При первой же встрече на воле старинный друг, соавтор и товарищ по несчастью Игорь Голомшток жадно и с болью разглядывал вчерашнего сидельца: «Тощий, казалось, уменьшившийся в росте, косоглазый, с большой бородой, он был похож на старого потертого гнома».
«Когда Синявский вернулся, – кокетничала она, – я была богатой женщиной, могла заработать столько, сколько хотела. Я стала заниматься рукоделием, металлом. Пока Синявский сидел, я стала знаменитым ювелиром… В те времена зарплата научного работника была 120 рублей, а кольцо стоило минимум 150. Я – Мастер. Дома я шутила: «Я – Мастер, а Синявский – моя Маргарита».
О Розановой позже в Париже анекдот ходил: Марья Васильевна покупает метлу в хозяйственной лавке.
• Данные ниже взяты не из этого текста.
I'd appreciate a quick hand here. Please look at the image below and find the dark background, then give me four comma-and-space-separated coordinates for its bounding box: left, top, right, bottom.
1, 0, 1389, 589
Продавец спрашивает: «Вам завернуть или сразу полетите?..»
Они сняли небольшой домик в Динькове под Москвой. Синявский доводил до кондиции тексты, которые он в письмах из зоны посылал жене. Розанова занималась своими кольцами и брошами, чтобы кормить семью. Семилетний Егор ходил в школу, в нем уже пробивались дедовы и отцовские гены: он сочинял рассказы. Как рассказывал Игорь Голомшток, Синявский избегал широких общений. Только близкие друзья заезжали в Диньково, под водочку обсуждали новости самиздата, делились впечатлениями от книг, фильмов, выставок.
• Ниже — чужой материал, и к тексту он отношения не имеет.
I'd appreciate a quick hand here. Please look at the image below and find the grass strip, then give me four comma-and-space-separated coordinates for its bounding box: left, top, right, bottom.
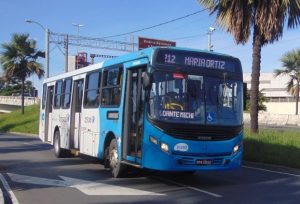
244, 128, 300, 169
0, 105, 39, 135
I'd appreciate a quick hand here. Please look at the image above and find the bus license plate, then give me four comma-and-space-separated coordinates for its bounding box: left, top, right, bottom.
196, 159, 213, 165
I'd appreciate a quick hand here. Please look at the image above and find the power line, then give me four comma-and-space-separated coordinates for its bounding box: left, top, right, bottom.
50, 32, 136, 52
172, 33, 207, 41
101, 8, 209, 39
Следующие два года были подчинены решению очередной стратегической задачи – выезду за рубеж. Это было желание Синявского. Он убеждал жену: «Эмиграция – это свобода, вспомни, Маша, Серебряный век, «первая волна», легендарные имена – Струве, Адамович, Гуль… А что здесь? Да меня как писателя в какой угодно момент могут схватить за шиворот, засадить на зону, потом выгнать из лагеря и даже привезти в Москву, а могут отправить в ссылку или помиловать. Всё могут».
Только не страх гнал его подальше от Москвы. «После тюрьмы, – говорил Синявский, – мне как-то сделалось уже все равно, где жить… Зачем же, спрашивается, уехал?.. Единственно для того, чтобы что-то сделать, издать, сказать, написать…» Размышляя о судьбе Синявского, Георгий Гачев писал: «Он жизнь свою разыграл: подставлял себя, чтобы добыть сюжет. Заставил судьбу плясать под дудку художника».